The economic apocalypse that Marx predicted never came. Instead his book probably marks the turning point for global progress in food, sanitation, life expectancy, poverty, violence, literacy, and individual freedom. And people who believe that today’s globalisation and technology-driven world has much in common with Marx’s mid-19th century world are making the same mistake. Marx — like many gurus pontificating about the future before and after him — was overly negative because pessimists sound wiser than optimists. Wherever he is, I’d love to send him two great books — Progress by Johan Norberg and Enlightenment Now by Steven Pinker because I’m confident that reading them would nudge him to revise his unfinished book (most people don’t realise Volume 2 and 3 of Das Kapital were not completed by Marx and were edited by Engels after his death). I also think he would revisit his dim view of us; he viewed Hinduism as “a religion of absolute deprivation” and India as “a country that was a predestined prey of conquest with no history other than the history of successive intruders who founded their empires based on the passive basis of that unresisting and unchanging society”.

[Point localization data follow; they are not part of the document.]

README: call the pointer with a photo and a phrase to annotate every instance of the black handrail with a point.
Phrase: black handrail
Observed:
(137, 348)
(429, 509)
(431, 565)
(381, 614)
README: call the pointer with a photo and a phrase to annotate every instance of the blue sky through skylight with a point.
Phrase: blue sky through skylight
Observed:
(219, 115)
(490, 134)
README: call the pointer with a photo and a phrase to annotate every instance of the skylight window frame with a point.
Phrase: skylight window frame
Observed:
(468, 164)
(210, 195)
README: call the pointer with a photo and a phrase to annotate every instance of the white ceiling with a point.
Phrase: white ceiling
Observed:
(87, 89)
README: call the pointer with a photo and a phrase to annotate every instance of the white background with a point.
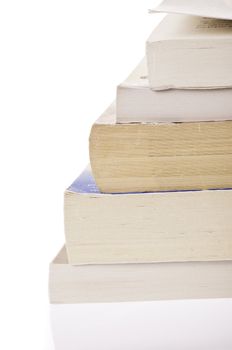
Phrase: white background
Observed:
(60, 62)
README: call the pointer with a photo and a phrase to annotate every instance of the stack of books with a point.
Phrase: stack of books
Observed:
(151, 219)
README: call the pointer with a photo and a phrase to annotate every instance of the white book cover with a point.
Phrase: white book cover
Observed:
(137, 103)
(205, 8)
(137, 282)
(189, 52)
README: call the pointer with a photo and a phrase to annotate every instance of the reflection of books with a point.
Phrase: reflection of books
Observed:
(170, 325)
(138, 282)
(141, 157)
(146, 227)
(136, 102)
(206, 8)
(190, 52)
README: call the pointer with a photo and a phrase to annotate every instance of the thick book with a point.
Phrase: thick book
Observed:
(147, 157)
(190, 52)
(161, 325)
(146, 227)
(137, 282)
(207, 8)
(137, 103)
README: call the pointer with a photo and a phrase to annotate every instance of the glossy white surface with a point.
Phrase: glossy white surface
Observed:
(172, 325)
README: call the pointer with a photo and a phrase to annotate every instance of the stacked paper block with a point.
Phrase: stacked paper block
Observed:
(148, 225)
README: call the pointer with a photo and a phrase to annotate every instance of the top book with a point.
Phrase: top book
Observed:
(188, 52)
(206, 8)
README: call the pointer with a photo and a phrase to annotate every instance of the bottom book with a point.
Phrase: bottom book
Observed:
(138, 282)
(157, 325)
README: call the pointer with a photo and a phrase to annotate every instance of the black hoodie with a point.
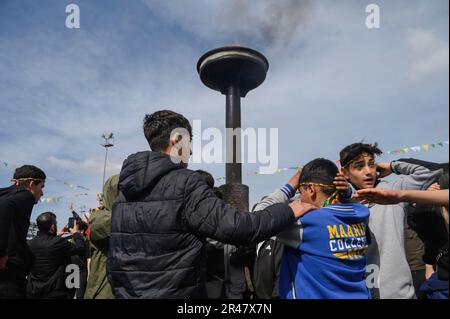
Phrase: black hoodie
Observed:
(16, 205)
(159, 223)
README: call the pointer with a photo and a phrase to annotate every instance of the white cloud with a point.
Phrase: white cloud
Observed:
(91, 165)
(430, 54)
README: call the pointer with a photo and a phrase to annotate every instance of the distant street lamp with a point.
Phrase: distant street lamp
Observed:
(109, 142)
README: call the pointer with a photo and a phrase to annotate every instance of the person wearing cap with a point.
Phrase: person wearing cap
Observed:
(16, 205)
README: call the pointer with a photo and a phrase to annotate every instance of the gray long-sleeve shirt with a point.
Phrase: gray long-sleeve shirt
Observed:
(388, 273)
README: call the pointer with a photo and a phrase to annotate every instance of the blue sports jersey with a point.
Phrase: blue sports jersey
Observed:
(330, 260)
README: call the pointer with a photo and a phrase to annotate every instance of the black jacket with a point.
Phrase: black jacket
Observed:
(16, 205)
(159, 223)
(52, 253)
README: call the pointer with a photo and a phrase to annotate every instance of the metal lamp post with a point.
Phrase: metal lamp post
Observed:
(109, 142)
(233, 71)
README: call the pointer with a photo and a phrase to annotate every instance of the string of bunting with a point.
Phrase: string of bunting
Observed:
(402, 150)
(66, 183)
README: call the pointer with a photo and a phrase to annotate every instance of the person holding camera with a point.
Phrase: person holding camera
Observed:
(52, 252)
(16, 205)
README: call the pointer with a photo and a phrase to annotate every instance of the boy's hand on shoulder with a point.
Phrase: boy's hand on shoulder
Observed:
(299, 208)
(384, 169)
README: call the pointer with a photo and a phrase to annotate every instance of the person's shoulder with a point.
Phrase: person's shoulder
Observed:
(19, 195)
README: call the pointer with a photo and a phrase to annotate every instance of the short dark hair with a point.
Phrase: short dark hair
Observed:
(350, 152)
(207, 177)
(28, 173)
(159, 125)
(45, 221)
(320, 171)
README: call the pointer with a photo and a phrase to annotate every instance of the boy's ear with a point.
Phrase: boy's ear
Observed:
(344, 171)
(174, 140)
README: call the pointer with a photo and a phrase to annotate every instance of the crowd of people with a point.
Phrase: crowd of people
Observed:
(164, 231)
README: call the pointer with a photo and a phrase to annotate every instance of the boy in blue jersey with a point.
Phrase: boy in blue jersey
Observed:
(324, 254)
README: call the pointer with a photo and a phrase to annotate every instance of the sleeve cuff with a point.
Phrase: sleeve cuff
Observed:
(288, 190)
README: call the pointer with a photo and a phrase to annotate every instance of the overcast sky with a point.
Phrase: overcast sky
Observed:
(331, 82)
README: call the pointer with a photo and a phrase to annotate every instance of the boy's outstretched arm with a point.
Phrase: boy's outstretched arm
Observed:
(211, 217)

Marx was a good writer whose genius was to recognise that we don’t live in an economy but a society. But life is the art of progress, not perfection and Marx was what Einstein would call a “terrible simplifier” who did not recognise the profound wisdom in Princeton Professor Avinash Dixit’s quip that “life is second best, at best”. More sadly, he did not believe in the ability of humans to heal themselves and their stories but believed in the power of forces above our pay grade. Two recurring themes of Urdu poetry — chirag (oil lamp) confronting hawa (wind) and kishti (boats) confronting toofan (storm) — represent the power of the human heart and mind against circumstances. Not only was Marx wrong about the power of the human heart and mind against circumstances — 4.5 billion people have been pulled out of poverty since he wrote his book in 1867 — but he was the spiritual and intellectual inspiration for much murder, violence and pain. Of course, it’s not Marx’s fault that millions died or lived in poverty longer than they needed to but surely teachers must get partial — or full — credit for what their students do. Outcomes matter more than zehniyat.